The technology to harvest electricity from wind energy is now sufficiently advanced to make entire cities powered by wind a reality. High-quality, short-term forecasts of wind speed are vital for making this a more reliable energy source. The investigator proposes to study two topics in wind power forecasting, develop relevant methodologies and analyze their corresponding properties and performances both theoretically and through Monte Carlo simulations studies. The new methods will be applied to a first-of-a-kind testbed wind dataset from northeastern US. The first topic concerns shrinkage and selection of space-time variables in various models for wind power forecasting. The investigator proposes to combine techniques such as partial least squares and the adaptive lasso with space-time correlation information that naturally arises among the predictor variables in the wind forecasting models. The second topic concerns realistic forecast evaluations in the context of wind power forecasting. The investigator proposes to develop new loss functions that are economically relevant for wind power and study their properties and their use in building and evaluating forecasting models in the wind energy arena.

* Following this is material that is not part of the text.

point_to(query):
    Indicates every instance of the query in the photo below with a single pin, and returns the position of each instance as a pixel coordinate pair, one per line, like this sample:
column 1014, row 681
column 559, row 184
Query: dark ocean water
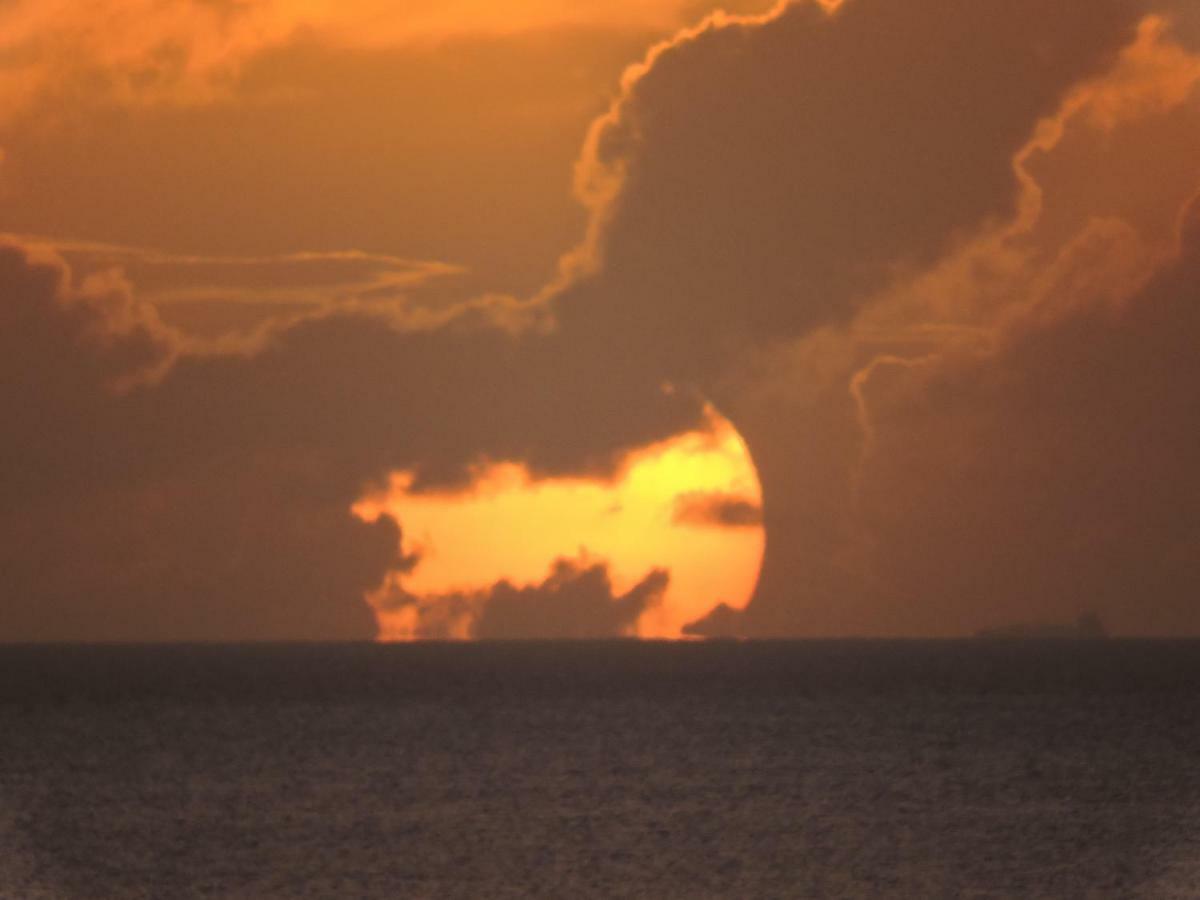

The primary impact of this project is that the new methods for wind power forecasting will provide valuable tools to applied practitioners in wind farming. There is an obvious need for statisticians to be involved in such important problems related to renewable and clean energies for the well-being of our society. In particular, the research topics address crucial and major challenges for advancing the use of energy from wind.

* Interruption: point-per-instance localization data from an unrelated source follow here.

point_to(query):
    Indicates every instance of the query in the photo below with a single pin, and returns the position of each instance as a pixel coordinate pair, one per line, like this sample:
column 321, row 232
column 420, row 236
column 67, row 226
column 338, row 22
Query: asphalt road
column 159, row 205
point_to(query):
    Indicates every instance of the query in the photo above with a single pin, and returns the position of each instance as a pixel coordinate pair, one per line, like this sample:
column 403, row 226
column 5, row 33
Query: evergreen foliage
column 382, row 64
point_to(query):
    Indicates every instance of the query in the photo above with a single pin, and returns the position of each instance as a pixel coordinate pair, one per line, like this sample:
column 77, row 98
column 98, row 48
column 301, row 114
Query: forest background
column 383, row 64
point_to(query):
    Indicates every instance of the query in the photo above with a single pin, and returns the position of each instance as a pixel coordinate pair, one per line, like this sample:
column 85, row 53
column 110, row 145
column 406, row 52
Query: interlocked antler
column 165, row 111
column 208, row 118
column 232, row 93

To support large-scale integration of wind power into electric energy systems, state-of-the-art wind speed forecasting methods should be able to provide accurate and adequate information to enable efficient, reliable, and cost-effective scheduling of wind power. Here, we incorporated space-time wind forecasts based on statistics procedures into electric power system scheduling. First, we proposed a modified regime-switching, space-time wind speed forecasting model that allows the forecast regimes to vary with the dominant wind direction and with the seasons, hence avoiding a subjective choice of regimes. Then, results from the wind forecasts were incorporated into a power system economic dispatch model, the cost of which was used as a loss measure of the quality of the forecast models. This, in turn, led to cost-effective scheduling of system-wide wind generation. Potential economic benefits arose from the system-wide generation of cost savings and from the ancillary service cost savings. We illustrated the economic benefits using a test system in the northwest region of the United States as well as using realistic wind farm data from West Texas. Compared with persistence and simple autoregressive models, our model suggested that cost savings from integration of wind power could be on the scale of tens of millions of dollars annually in regions with high wind penetration, such as Texas and the Pacific northwest.